テストの目的とは、プロジェクトの背景を踏まえて、どの程度の品質を求めるべきかということです。テストの目的では、適切なテストを実施できるように、プロジェクトとその成果物であるプロダクトに求められる品質を明確にする必要があります。
例えば、社会インフラを担うシステムとコンシューマー向けITサービスでは、求められる品質が異なります。コンシューマー向けITサービスに対して社会インフラを担うシステムと同様の品質を求めることは、無駄なコストに繋がるかもしれません。

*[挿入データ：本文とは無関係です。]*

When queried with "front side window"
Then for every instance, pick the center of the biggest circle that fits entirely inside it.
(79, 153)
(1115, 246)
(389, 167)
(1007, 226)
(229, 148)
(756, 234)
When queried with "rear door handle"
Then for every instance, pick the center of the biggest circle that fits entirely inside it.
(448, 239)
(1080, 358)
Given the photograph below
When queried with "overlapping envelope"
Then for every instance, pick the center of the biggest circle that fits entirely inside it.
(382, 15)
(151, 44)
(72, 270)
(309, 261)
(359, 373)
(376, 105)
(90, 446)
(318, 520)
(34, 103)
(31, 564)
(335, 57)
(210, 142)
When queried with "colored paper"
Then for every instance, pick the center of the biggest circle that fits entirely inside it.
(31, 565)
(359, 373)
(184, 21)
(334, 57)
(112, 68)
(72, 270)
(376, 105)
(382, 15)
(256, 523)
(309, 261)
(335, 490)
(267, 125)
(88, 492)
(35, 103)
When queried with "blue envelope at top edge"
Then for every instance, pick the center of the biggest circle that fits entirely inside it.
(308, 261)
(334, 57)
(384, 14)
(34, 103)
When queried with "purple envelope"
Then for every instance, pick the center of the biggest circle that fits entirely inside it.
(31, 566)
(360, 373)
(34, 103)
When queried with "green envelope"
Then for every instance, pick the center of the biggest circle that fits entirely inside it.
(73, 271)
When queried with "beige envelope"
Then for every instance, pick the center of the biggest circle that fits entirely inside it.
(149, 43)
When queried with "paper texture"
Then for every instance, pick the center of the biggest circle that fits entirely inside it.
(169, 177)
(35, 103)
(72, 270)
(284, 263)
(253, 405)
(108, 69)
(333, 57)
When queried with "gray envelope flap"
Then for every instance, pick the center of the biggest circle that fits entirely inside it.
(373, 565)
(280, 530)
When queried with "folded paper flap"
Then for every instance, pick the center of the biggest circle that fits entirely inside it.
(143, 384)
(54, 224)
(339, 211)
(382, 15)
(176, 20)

テスト計画書では、これらの開発背景や目的を記載する必要があります。記載しない場合はテストの目的やゴールがぼやけてしまうため、品質の担保が難しくなります。
テストレベルの定義
テストレベルの定義とは、各テストレベルで求められるテストの要求事項を定めることです。コンポーネントレベルまで分割された機能を、開発モデルやテスト対象を勘案し、どのテストレベルでどのように結合させてテストしていくのかを決めます。検討イメージは下表を見てください。
<テストレベル定義の検討イメージ>
テストレベルの定義は、開発チームまたは開発者によって概念や認識が異なることも珍しくありません。関係者を交えて認識合わせを行いながら、検討を進めてテスト計画書に記載することが肝要です。本要件がテストの成否を決めるもっとも重要な要件といっても過言ではないでしょう。
テストの範囲
テスト対象となるソフトウェアとハードウェアの範囲や、ほかシステムとの接続点を明記します。また、テストの制約事項(テスト環境の制約や、実施できないテストなど)を明記し、計画時点で想定されるテストで担保できない事象を記載します。
アプローチ
テスト対象の機能やシステムの構成、テストタイプやテスト環境を勘案し、それぞれのテストレベルをどんなテストでどこまでで実施するのか、直列・並列での実施が可能かなど、テストレベルの構成を記載します。
テスト環境
テスト環境とは、どのようなデバイスやネットワークでテストを行うのかを記載する項目です。テスト計画書には、テスト環境に必要なスペック・構成・ネットワークなどの情報を記載します。複数のサブシステムやプロジェクト外部のシステムが必要な場合は、必要な構成と利用時期を明確にしてテスト環境を確保してください。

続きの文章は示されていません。